New work from 2012: "After Many a Summer Still Writing My Parents," at Michael Steinberg's blog; "Let Us Now Praise Free Men," on A Free Man by Aman Sethi, at the Los Angeles Review of Books; "The Shifting Self," on Donald Morrill's The Untouched Minutes in Oxford American; and "Music, Memory, and Prose: On Joan Didion's Memoirs" in Puerto del Sol. Other essays and reviews are here.
His essay, "Disenthralled: An End to My Heart Disease," appeared in River Teeth, April 2012.
In July 2012 he was a visiting writer with the Red Earth MFA Program in Oklahoma City, OK.
Larson has led weeklong workshops and classes in memoir writing at The Loft in Minneapolis, the Ink Spot in San Diego, the Writer's Workshoppe in Port Townsend, and the Lancaster Literary Guild, Lancaster, PA, in the last two years. In 2012, he taught at Ghost Ranch, the Writers' Center in Bethesda, MD, and the Hudson Valley Writers' Center.
In 2011, Larson published two eBooks at Amazon.com: What Exactly Happened: Four Essays on the Craft of Memoir, a primer on narrative style, writers’ openings, & structuring emotion in memoir as well as a personal essay, On the Poetry of James Wright.
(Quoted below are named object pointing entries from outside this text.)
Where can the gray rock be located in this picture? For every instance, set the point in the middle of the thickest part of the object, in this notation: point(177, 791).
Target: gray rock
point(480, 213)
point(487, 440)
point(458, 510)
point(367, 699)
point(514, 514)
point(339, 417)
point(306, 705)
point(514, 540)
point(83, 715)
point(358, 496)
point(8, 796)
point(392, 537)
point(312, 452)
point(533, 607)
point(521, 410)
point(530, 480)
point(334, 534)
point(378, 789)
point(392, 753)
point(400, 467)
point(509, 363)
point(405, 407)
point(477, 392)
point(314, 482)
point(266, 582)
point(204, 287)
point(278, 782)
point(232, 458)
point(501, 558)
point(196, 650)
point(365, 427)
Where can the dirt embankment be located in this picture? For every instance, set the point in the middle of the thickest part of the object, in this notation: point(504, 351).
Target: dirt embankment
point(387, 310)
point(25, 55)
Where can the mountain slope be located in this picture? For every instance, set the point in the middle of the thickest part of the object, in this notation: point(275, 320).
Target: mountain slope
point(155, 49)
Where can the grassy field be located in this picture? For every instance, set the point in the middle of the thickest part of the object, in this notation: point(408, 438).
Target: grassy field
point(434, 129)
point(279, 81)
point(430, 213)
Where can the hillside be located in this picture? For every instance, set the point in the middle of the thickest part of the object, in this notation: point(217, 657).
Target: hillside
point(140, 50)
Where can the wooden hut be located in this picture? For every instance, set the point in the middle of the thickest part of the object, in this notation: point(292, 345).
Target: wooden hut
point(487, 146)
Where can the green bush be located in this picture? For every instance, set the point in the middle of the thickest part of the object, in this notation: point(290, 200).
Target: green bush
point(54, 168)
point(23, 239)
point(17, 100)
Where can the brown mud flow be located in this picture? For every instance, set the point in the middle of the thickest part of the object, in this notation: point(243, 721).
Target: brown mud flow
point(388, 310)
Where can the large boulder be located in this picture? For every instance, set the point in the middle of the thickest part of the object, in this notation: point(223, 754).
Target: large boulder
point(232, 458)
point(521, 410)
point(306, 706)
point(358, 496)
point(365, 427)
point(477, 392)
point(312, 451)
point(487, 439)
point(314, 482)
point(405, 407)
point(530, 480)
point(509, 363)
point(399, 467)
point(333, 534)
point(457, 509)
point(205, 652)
In his two-plus decades as a professional writer, Larson has published a new prose piece, on average, every six weeks. He has written about a range of topics, including David Shields, celebrity authors, American poetry, murders and suicides, economics, Charles Ives, San Diego politics, the memoir form, human trafficking, wild boars, classical music and jazz, his marriage & divorce, reading on screens, photography, faked memoirs, the last days of Nathanael West, life after sports, Georgia O'Keeffe, Mozart, U.S.-Mexico border issues, the memoirs of Hillary Clinton and Barack Obama, and Anne Frank.
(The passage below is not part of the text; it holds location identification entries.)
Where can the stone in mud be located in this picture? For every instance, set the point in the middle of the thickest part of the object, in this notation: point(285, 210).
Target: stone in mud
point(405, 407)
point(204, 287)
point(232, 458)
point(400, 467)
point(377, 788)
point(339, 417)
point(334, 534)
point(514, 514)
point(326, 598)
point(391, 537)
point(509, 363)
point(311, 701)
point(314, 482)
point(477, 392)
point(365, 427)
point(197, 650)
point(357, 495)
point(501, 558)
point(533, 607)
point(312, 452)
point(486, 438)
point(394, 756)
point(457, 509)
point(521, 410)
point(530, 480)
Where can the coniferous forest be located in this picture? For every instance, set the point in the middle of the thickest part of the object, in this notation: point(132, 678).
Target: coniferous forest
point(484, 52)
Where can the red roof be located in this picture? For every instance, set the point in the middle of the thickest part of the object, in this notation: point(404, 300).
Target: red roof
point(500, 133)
For 13 years, Larson has been a staff writer for the weekly San Diego Reader where he has specialized in narrative nonfiction features from 4000 to 15,000 words. For the Reader Larson has written, to date, forty-eight cover stories.
Among them are several true-crime murder stories and a feature on a Salvadoran immigrant who died from neglect at a San Diego federal detention center; a profile of conservative political writer, Dinesh D’Souza; the end-of-life tale of Mark Twain’s daughter, Clara Clemens; the story of Marilyn Monroe and Some Like It Hot, filmed at the Hotel Del Coronado; an article on pit bulls, sympathetic to their point-of-view; an exposé of a Mexican girl sold into sexual slavery in San Diego county; a profile of socialist author Mike Davis; articles on the molecular origin of life, the personal motivation industry, and San Diego’s 2007 subprime mortgage meltdown; and a profile of the renowned psychologist Ken Druck, whose Jenna Druck Foundation offers support for parents who have lost their children.
In 2008, Larson’s memoir, “Mrs. Wright’s Bookshop,” tied for the Readers Award for the Essay, 2007 - 2008. The author’s memoir writing includes “Freshman Comp, 1967,” from the Anchor Essay Annual: The Best of 1997, edited by Phillip Lopate, Doubleday.
Larson lectures on memoir, the music of Samuel Barber, the craft of nonfiction, the musicians of the Titanic, the “social author” in the digital age throughout the United States, and his heart disease. He is the father of two sons, Jeremy and Blake. He and his partner, Suzanna Neal, reside in San Diego and, every spring-into-summer, in Santa Fe, New Mexico.
Finally, Larson was born in Neenah, WI, grew up in Middletown, OH, moved to Wausau, WI, and to St. Louis, MO where he graduated high school. He has an undergraduate degree in music composition from the University of New Mexico (1982) and a master's degree in American literature from the University of California, San Diego (1986).